There are many reasons for this decline of the old German political order, both personalities and policies. But it has now become a decline that feeds itself. When the two formerly large parties are constantly forced to work together because no other plausible coalition options exist, then this very cooperation feeds the populists. It allows them to accuse the previous mainstream parties of being indistinguishable, and they can blame them for every false compromise they must make.

I know this will not make me popular in New Zealand but how lucky are we by comparison? Admittedly, we have plenty of political stupidity in our system.
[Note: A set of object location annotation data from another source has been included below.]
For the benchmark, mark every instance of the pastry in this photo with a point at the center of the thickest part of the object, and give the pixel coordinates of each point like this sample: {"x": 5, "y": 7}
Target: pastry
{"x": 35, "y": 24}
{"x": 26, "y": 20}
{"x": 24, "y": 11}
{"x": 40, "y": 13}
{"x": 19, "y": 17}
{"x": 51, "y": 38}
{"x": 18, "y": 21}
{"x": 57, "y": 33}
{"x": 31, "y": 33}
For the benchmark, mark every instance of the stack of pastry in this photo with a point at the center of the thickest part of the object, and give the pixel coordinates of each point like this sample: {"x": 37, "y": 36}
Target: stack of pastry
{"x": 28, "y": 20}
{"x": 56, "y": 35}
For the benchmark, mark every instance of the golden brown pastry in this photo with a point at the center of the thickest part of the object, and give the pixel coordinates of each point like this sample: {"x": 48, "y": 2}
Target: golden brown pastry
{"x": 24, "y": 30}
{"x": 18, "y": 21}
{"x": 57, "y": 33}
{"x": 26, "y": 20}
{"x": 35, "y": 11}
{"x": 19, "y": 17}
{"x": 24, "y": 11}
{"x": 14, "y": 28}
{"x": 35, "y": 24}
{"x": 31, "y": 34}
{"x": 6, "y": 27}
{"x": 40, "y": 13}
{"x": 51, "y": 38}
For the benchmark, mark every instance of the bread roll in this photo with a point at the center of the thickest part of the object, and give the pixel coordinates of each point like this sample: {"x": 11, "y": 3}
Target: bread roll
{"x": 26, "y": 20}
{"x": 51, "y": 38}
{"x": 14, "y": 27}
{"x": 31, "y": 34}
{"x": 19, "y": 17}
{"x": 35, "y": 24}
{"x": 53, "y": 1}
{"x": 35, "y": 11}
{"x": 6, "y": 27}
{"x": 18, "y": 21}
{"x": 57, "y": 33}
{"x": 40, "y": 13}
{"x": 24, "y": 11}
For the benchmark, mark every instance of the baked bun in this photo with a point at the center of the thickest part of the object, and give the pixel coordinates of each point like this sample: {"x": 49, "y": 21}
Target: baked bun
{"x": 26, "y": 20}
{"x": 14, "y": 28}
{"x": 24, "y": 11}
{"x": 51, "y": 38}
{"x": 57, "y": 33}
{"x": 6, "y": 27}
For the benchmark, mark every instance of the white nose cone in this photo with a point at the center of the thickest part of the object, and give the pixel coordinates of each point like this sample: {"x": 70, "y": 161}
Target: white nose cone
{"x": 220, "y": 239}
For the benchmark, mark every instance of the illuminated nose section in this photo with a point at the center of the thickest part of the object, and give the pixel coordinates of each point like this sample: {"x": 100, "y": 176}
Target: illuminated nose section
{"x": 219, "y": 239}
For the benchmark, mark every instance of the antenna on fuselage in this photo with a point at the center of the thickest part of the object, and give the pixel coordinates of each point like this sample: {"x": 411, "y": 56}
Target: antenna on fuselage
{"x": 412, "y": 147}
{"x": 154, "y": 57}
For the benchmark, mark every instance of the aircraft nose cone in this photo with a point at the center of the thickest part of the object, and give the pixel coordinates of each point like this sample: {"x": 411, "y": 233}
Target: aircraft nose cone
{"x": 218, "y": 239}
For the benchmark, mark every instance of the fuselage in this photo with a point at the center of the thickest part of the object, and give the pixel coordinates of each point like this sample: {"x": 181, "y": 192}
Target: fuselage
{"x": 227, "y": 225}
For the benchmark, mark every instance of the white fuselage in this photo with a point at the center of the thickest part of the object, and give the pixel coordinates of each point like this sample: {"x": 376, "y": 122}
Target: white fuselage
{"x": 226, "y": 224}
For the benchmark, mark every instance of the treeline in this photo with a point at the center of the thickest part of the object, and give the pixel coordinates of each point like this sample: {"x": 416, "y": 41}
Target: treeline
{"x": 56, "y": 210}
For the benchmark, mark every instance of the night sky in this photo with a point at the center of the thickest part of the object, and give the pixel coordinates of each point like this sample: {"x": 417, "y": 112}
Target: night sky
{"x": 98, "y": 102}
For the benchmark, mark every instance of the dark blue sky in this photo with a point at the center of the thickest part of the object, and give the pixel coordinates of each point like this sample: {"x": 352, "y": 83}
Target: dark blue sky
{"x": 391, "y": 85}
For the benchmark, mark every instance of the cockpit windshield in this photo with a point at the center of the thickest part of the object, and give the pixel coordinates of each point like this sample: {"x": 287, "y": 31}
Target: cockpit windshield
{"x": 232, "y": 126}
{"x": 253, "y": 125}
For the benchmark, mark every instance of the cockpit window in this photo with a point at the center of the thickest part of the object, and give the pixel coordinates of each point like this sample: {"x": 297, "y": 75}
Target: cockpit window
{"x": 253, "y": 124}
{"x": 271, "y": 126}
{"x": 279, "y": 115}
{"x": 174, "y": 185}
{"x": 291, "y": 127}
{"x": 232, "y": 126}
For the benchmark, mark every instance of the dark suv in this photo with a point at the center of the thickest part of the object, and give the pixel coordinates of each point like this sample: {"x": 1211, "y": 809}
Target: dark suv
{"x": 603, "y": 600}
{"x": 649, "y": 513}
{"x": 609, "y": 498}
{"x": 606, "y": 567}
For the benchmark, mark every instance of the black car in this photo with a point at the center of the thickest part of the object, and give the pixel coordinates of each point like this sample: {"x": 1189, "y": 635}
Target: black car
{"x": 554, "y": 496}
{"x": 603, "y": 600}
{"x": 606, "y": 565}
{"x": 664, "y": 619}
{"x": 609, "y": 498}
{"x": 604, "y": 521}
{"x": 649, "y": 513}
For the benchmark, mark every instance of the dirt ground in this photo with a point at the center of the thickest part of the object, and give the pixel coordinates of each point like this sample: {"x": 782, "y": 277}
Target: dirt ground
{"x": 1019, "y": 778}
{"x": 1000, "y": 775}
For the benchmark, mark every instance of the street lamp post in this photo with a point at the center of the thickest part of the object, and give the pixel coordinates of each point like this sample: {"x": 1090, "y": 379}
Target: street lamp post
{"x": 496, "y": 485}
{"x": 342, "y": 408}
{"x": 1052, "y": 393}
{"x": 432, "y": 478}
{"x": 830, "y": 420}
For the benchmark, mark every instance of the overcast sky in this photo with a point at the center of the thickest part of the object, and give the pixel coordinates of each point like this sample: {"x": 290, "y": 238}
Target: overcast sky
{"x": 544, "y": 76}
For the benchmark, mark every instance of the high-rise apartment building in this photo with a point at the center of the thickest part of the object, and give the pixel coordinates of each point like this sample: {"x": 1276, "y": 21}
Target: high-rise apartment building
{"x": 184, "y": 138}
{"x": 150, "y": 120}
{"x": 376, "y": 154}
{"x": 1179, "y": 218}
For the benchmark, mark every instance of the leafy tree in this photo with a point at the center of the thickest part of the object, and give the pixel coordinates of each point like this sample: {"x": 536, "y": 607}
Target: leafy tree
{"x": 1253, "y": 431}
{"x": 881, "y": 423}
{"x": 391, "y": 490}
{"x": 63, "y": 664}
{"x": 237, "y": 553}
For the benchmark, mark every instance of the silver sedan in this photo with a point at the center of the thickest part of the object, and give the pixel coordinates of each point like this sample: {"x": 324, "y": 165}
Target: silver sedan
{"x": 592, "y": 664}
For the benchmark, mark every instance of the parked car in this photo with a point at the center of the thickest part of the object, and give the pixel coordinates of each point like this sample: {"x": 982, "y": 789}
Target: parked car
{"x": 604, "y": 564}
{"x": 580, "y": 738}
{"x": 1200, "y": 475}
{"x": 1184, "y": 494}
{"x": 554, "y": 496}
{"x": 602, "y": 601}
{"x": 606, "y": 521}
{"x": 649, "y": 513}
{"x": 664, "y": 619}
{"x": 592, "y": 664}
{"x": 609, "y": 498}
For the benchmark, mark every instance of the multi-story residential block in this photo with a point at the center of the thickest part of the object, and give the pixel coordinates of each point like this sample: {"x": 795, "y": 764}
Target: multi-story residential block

Our parties do not always fill us with either inspiration or confidence.

Steady as
Yet we are still looking at a situation in which battles for the best ideas are possible between a strong government and a strong opposition. And in which a proper change of government is also imaginable after the next election.

In a world in which politics has become unpredictable and often nasty, New Zealand’s party-political landscape appears civilised, steady and predictable.

For all our grumbling about the allegedly terrible state of New Zealand politics, that is something we should appreciate more.